Free to Live by Love


It is for freedom that Christ has set us free. Stand firm, then, and do not let yourselves be burdened again by a yoke of slavery. Mark my words! I, Paul, tell you that if you let yourselves be circumcised, Christ will be of no value to you at all. Again I declare to every man who lets himself be circumcised that he is obligated to obey the whole law. You who are trying to be justified by the law have been alienated from Christ; you have fallen away from grace. For through the Spirit we eagerly await by faith the righteousness for which we hope. For in Christ Jesus neither circumcision nor uncircumcision has any value. The only thing that counts is faith expressing itself through love (Galatians 5:1-6, NIV).

This is the third post in a series thinking about our relationship to God’s Law as Christians. In the first post we saw that God’s grace is both a freed from and a freed for. We were freed from somewhere so we could get to somewhere else. The only thing that counts is faith expressing itself through love (Galatians 5:6).

In yesterday’s post we saw that the freedom that Christ gives us is the desire to obey the law not out of fear or duty, but out of love for God. We are still commanded by God to live a life worthy of our calling (Ephesians 4:1). The way we are to do that is by living a life that is rooted in love. The Bible clearly teaches that love is the motivation that makes what we do pleasing to God.

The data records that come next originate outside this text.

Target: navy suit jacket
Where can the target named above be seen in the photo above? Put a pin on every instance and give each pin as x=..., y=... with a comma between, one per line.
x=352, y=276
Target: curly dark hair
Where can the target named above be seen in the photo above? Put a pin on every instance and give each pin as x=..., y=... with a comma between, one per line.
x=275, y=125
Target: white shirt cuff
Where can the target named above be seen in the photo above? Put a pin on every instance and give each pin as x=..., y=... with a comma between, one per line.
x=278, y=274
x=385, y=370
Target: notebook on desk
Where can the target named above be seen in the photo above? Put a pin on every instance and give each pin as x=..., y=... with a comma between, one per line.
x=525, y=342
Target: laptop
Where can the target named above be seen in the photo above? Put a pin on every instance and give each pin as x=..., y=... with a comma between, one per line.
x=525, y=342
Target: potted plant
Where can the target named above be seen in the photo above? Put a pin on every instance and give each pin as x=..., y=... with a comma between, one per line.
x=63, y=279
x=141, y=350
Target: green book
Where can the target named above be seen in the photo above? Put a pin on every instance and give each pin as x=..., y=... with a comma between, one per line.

You and I were freed to live by love. If that is true we need to be asking ourselves “What is my motivation for obeying God? Is it love? If it is not love, what is it; and what can I do to correct it?” I want to share with you three key ways that we need to be learning to help us apply this truth in our life:

Stop trying to please God. Quit thinking you have to be good enough. Jesus Himself said in Mark 2:17, It is not the healthy who need a doctor, but the sick. I have not come to call the righteous, but sinners. Jesus did not come to save people who are good enough, He came to save people who are not good enough. When we give God our best He isn’t getting much is He? None of us are good enough. That’s why Jesus came to die for us. God is pleased with us not because of anything we do but because of what Christ did. Stop thinking you have to measure up to God’s standards for Him to love you. You can’t, and you don’t need to. As Dr. Preston Sprinkle says in his book, Charis: God’s Scandalous Love for Us,

You can’t make God love you. God loves you because of who He is and because of what Christ has done. His love is not based on what you do, or what you don’t do. God doesn’t get angry at Christians, because all that anger—100 percent—was absorbed by Jesus on the cross. God doesn’t merely forgive us or save us. He actually enjoys us—even in our darkest moments. He doesn’t enjoy our sin, but He enjoys us as redeemed image bearers. Jesus’s crucifixion and resurrection enable His pleasure to flow freely to unpleasurable people who have faith in Him (page 31).

Stop focusing on what you are doing. Bill Hybels correctly observes that most people spell their religion DO. Christianity is the only religion that is spelled DONE. When your focus is fixated on what you are doing, or on what others are doing (or not doing) you are wasting your energy on the wrong thing.

This reminds me of the parable of the prodigal son in Luke 15. You know the story. A wealthy man has two sons. The younger son talks his father into giving him his inheritance now so he did not need to wait until his father died to get it. He then wasted it all on “wild living.” He finally comes to his senses and returns home to beg his father to take him back as a hired man, seeing he was unworthy to be a son. But the father runs to him, kisses him, puts a ring on his finger restoring his birthright, killed his best calf, and had a party to celebrate his son’s return.

But instead of sharing his father’s joy, the father’s older son is outraged and refuses to come to the welcome home party. Listen to what he says to his father when he comes out to find him:

Look! All these years I’ve been slaving for you and never disobeyed your orders. Yet you never gave me even a young goat so I could celebrate with my friends. But when this son of yours who has squandered your property with prostitutes comes home, you kill the fattened calf for him! (Luke 15:29-30, NIV).

All that obedience looked good on the outside, but when you see it for what it is, you realize there are two lost sons in this story. One who was lost but came home, and one who got lost at home. He did not care about his lost brother. He screwed up and it was better that he was gone. And he did not love his father. He obeyed him because if he did his duty, he would get his father’s estate when he died. How different is that from his younger brother? Not much.

When you think that what you do is more important than why you are doing it and whom you are doing it for, you will end up like this older brother.

Start building up your love for God. Seems obvious doesn’t it? Yet we don’t do it very well. We know what we need to do. It is no secret. Come be with God in worship every week at your church. Spend time with God by reading His Word and talking with Him in prayer every day. Be learning to work with Him by loving and discipling others, by getting involved in a small group study, and getting active in a ministry. When you do those things, your love with God is going to deepen. That’s the way any relationship is built, by taking time to listen, live, and work with a person. God is no different. God freed us to live a life of love. Don’t waste your life living any other way.